Воин. Недопонял приказ своего господина? Что-то перепутал по дороге? Теряет время сейчас, хотя пришёл на нужное место, только притащил с собою длиннющий хвост, и почему-то до сих пор от него не избавился? Тоже тяжко и страшно. Кажется, не смерти — а вот этой загадки, что он до сих пор не решил. Тошно думать, что господин переоценил своего человека.

Жалко их всех. А если уж мне жалко — то каково тебе?

Помоги, Земляная Утроба! Им. Нам. Выведи. Выведи отсюда! Я не верю, что здесь безопасное место. Оно и в прошлый раз не было хорошо для жизни, и тогда мы отсюда куда-то подались. Куда, а главное, как, — я забыл. Это грех, но мой, а не их.

Ты-то помнишь. Напомни!

 

* * *

 

Если бы не вчерашняя еда, я, наверное, вообще бы не уснула. А так всё-таки подремала, всё в порядке, только тошнит. Даже сон видела: шёлковую кущу, белую, с дом величиной. И на ней стихи: Государеву хрену расти и расти десять тысяч лет… Очень красивый почерк! И рядом красавица рыдает.

Селезень с Уточкой привалились к изваянию и тоже подремали. А воин, похоже, вообще всю ночь не спал, а всё ходил дозором. Что, надо признать, к его чести. Хотя выглядит он с утра мрачнее прежнего.

Муж мой, господин Хатидзё, всё в прежней сосредоточенности. Я уже знаю, что расталкивать его бесполезно. Ну и ладно, всё равно, пусть даже он и не ответит:

— А мне, кажется, снились стихи царевича Кандзана. Те, из-за которых он пострадал…

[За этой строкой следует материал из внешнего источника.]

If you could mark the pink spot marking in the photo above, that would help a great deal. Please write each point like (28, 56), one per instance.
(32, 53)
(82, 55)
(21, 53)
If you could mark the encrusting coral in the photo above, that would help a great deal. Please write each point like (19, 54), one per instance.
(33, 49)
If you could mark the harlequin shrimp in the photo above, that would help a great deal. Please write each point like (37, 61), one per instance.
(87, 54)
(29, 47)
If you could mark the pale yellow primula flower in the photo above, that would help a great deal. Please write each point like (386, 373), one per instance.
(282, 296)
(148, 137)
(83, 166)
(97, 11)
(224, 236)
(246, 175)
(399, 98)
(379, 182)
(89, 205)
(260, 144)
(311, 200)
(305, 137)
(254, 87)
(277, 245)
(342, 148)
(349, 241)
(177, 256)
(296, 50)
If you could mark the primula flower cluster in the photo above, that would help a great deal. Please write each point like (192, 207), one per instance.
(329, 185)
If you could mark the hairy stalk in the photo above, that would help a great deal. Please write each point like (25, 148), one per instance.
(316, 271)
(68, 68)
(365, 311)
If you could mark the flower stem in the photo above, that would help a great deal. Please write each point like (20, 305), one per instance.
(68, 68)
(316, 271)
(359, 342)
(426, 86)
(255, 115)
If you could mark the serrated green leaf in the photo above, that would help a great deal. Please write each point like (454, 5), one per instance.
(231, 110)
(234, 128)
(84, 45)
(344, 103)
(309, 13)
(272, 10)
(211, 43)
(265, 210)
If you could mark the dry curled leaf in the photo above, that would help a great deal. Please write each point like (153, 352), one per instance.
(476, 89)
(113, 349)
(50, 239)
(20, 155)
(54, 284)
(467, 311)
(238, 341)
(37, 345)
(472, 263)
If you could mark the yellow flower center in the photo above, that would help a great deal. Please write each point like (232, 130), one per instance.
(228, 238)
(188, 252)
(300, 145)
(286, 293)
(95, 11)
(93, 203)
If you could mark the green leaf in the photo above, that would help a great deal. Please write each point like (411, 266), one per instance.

Вроде и тихонько говорю — а наш ночной страж сразу встрепенулся:

— Так вы тоже к нему?

«Тоже»…

— Так царевич же в аду!

— А мы где?

В аду, если не в мире голодных духов. Никогда не видела, чтоб в этаких мирах было столько вишен. На картинах либо пламя, либо какие-то унылые пустоши… Но с вишнями даже обиднее.

— И где тут царевич? — спрашиваю.

— Вот это я и пытаюсь понять. Но должен быть здесь.

— «Должен» — по твоей дощечке?

— Да по всему.

Самые худшие объяснения — вот такие. И не поймёшь: то ли он отвечать не хочет, то ли правда всё очевидно, а это я такая дура.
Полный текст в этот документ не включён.